Codebase for my submission to Kaggle's yearly March Machine Learning Mania competition.
Check out my website for this project. It expands on the explanations below, and it also has an interactive dashboard for viewing model insights: https://unclebrod.github.io/march-madness/
My current model is a probabilistic model, built using the numpyro library. For each game, I calculate the number of possessions from the box score data using Ken Pomeroy's methodology. The model estimates pace, offensive, and defensive ratings (random effects) for each team, controlling for the opponent.
Points per possession are a linear combination of a team's offensive rating, the opponent's defensive rating, and fixed effects (including features for rest, travel, and tournament indicators). Home court is also included as a random effect, allowing this value to be different for different teams. For example, Denver has a higher home court advantage given its altitude.
Pace (here, possessions per minute) is derived as an average of each team's pace rating, plus fixed effects that are largely the same as above.
The model uses these ratings in order to estimate each team's score for a game. Possessions are modeled using a Poisson distribution; each team's score is modeled using a negative binomial which is similar to the Poisson except it has an extra parameter that allows the variance to be different than the mean.

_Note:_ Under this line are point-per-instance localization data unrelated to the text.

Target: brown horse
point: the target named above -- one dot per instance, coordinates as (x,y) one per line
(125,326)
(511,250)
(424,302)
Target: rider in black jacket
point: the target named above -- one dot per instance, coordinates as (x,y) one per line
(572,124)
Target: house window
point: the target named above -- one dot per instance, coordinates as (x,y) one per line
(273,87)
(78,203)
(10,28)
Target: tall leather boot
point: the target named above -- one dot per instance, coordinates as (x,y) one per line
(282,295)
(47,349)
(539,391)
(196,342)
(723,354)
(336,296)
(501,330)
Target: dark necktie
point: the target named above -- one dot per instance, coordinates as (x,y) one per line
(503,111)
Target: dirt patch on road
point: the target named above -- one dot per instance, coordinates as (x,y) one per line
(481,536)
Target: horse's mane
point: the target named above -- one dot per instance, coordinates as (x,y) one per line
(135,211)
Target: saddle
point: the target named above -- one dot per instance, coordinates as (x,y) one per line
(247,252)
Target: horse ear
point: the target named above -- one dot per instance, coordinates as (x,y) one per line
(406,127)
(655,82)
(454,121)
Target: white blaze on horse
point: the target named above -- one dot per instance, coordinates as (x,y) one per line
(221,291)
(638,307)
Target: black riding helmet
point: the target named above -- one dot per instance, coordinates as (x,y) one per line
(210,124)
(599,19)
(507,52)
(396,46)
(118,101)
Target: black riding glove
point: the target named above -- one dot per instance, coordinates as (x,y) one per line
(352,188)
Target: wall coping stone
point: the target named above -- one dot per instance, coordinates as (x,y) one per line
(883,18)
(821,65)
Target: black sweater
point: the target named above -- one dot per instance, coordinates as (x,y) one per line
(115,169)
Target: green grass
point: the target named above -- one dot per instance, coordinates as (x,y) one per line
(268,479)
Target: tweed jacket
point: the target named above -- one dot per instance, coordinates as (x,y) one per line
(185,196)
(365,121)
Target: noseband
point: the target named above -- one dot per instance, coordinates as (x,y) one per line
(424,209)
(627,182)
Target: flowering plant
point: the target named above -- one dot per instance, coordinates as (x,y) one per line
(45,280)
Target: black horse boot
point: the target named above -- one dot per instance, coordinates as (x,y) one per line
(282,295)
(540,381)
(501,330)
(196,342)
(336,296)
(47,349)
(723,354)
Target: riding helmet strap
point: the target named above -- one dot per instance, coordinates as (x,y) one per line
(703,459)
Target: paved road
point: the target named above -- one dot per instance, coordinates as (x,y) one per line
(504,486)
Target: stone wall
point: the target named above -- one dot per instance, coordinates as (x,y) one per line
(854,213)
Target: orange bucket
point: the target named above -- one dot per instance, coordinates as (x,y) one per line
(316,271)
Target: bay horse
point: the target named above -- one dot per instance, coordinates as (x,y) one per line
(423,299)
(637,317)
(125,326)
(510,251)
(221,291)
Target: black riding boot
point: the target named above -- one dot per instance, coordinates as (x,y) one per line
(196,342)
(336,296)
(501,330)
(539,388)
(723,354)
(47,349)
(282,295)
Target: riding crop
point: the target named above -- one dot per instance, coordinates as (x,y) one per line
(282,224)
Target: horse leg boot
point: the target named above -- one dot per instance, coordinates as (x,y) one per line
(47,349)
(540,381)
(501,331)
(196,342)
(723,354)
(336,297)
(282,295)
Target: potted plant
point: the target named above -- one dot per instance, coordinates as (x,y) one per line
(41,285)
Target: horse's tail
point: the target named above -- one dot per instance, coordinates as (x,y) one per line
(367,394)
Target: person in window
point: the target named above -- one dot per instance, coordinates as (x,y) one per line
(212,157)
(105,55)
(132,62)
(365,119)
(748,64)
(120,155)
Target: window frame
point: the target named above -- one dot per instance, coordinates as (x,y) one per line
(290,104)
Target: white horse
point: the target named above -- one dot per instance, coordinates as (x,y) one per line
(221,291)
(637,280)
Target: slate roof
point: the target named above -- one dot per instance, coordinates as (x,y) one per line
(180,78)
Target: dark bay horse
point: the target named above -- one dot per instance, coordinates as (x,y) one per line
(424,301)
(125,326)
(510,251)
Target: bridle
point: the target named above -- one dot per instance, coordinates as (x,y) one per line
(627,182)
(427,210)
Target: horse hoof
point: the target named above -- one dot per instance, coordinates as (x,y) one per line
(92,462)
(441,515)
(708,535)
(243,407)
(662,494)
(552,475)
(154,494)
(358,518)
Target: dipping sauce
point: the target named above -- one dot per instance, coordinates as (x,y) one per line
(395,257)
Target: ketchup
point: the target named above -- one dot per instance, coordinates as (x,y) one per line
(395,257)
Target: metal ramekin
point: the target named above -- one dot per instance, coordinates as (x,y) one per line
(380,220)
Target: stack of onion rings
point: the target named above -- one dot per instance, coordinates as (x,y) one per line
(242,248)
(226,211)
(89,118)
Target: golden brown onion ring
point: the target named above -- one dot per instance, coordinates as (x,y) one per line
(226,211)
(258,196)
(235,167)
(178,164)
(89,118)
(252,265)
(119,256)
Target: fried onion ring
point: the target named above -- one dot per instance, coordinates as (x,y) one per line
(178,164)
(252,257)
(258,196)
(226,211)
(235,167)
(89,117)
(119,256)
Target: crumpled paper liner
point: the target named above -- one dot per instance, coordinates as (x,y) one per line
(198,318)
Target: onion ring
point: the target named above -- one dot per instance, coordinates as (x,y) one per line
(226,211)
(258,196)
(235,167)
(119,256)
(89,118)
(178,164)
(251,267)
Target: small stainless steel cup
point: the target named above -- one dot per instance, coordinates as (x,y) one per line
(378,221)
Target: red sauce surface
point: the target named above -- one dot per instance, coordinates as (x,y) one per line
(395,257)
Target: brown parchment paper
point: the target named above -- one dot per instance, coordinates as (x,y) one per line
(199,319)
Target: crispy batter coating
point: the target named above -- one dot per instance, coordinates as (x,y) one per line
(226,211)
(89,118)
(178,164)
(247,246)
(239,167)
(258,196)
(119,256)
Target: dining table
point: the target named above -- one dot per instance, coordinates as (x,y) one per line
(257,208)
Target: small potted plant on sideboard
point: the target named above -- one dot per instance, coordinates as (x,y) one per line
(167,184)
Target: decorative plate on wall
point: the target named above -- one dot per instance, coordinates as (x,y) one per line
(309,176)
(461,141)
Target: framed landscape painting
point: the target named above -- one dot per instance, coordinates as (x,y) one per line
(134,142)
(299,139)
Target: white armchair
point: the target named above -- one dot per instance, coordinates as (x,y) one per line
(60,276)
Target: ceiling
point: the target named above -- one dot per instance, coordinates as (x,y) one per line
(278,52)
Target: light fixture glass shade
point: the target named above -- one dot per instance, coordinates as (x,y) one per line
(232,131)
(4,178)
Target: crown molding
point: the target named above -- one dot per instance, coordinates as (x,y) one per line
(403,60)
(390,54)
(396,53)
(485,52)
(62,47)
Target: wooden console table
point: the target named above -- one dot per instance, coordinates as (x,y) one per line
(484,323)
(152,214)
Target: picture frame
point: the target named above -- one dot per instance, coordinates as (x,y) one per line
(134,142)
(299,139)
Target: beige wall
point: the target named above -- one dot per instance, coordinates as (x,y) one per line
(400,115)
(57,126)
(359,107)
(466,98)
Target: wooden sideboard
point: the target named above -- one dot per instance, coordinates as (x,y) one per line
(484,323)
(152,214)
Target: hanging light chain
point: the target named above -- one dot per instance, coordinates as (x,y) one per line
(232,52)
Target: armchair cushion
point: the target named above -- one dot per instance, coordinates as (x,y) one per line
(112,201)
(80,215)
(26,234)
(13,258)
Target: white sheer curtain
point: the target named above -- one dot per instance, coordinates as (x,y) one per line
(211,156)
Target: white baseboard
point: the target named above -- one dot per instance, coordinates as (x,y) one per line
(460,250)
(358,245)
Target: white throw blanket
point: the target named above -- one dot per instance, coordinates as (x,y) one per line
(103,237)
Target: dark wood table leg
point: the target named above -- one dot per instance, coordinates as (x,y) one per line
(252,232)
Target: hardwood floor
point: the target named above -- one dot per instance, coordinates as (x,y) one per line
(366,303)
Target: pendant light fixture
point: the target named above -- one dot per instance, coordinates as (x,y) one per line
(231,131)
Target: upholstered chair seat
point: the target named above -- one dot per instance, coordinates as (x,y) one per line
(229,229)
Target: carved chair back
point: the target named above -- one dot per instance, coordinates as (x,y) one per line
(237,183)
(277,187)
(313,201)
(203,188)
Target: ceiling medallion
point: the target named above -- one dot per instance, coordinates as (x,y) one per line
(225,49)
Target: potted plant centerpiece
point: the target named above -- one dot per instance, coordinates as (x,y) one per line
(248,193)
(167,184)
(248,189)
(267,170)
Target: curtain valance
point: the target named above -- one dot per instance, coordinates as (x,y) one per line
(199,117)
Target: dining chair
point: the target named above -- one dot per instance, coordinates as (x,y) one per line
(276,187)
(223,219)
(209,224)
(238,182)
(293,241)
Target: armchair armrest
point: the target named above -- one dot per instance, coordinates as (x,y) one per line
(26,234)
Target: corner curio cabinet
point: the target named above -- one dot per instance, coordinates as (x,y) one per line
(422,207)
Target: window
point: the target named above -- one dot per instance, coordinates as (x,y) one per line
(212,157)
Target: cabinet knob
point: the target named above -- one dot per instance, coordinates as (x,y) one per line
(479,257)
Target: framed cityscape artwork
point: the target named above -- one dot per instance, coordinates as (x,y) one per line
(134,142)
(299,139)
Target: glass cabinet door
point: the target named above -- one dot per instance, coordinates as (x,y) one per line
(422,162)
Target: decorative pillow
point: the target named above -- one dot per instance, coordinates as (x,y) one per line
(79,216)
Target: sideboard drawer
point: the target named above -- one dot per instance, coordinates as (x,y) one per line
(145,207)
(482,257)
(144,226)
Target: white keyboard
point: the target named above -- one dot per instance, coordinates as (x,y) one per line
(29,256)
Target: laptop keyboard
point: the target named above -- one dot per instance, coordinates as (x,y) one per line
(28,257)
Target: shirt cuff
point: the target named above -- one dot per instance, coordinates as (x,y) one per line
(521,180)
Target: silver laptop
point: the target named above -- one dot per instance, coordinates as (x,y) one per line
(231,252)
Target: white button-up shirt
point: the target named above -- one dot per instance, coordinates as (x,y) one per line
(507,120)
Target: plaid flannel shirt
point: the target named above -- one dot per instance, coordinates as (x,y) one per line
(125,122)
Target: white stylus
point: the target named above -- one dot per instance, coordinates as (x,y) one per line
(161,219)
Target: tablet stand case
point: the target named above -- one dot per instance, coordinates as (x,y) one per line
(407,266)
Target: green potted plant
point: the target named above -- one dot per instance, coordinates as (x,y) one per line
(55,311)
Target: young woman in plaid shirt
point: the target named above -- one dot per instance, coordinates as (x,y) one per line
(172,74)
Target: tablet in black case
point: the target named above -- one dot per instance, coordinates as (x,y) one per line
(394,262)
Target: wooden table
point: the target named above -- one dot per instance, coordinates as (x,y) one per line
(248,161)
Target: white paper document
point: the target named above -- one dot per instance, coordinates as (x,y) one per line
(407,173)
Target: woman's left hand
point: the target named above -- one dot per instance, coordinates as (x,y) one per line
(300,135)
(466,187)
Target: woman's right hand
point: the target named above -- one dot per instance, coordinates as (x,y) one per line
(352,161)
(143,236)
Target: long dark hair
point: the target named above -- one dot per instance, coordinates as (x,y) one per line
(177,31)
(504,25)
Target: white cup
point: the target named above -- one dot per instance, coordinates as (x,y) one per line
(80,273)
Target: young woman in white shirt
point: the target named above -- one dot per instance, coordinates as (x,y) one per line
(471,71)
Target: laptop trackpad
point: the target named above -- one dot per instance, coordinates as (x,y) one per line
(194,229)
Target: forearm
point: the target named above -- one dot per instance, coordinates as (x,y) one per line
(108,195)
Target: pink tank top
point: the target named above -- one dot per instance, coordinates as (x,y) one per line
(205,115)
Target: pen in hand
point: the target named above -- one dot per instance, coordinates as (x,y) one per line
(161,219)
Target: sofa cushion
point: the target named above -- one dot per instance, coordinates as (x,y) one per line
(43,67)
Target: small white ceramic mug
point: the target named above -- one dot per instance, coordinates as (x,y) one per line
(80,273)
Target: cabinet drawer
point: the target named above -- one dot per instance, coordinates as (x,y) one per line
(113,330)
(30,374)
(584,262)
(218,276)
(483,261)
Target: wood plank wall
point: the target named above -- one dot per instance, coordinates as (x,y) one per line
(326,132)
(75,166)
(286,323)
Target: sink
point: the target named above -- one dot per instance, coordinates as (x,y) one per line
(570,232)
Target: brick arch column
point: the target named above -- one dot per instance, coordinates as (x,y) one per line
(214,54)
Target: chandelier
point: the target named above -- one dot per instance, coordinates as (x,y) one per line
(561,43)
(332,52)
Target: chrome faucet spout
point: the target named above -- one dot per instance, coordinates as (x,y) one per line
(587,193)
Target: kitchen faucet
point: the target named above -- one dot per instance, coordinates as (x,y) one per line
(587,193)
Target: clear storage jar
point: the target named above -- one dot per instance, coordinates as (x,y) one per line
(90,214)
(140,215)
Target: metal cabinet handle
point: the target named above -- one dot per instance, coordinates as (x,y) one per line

Ratings are on a season-team level. They are modeled using a Gaussian walk, which allows a given season to serve as a prior for the next.
There is also some within-season weighting so that games at the end of the season count a bit more than games at the beginning.
The model data is on the game-team level, meaning there are two rows present for a given game where each team is represented once as the defensive team and once as the offensive.
The model is presently defined in src/models/ppp.py, where ppp stands for points per possession.
I primarily use the data provided to us from the competition. The main outside source is Google's geocoding API which I use to get latitude, longitude, and elevation information for travel features in the model.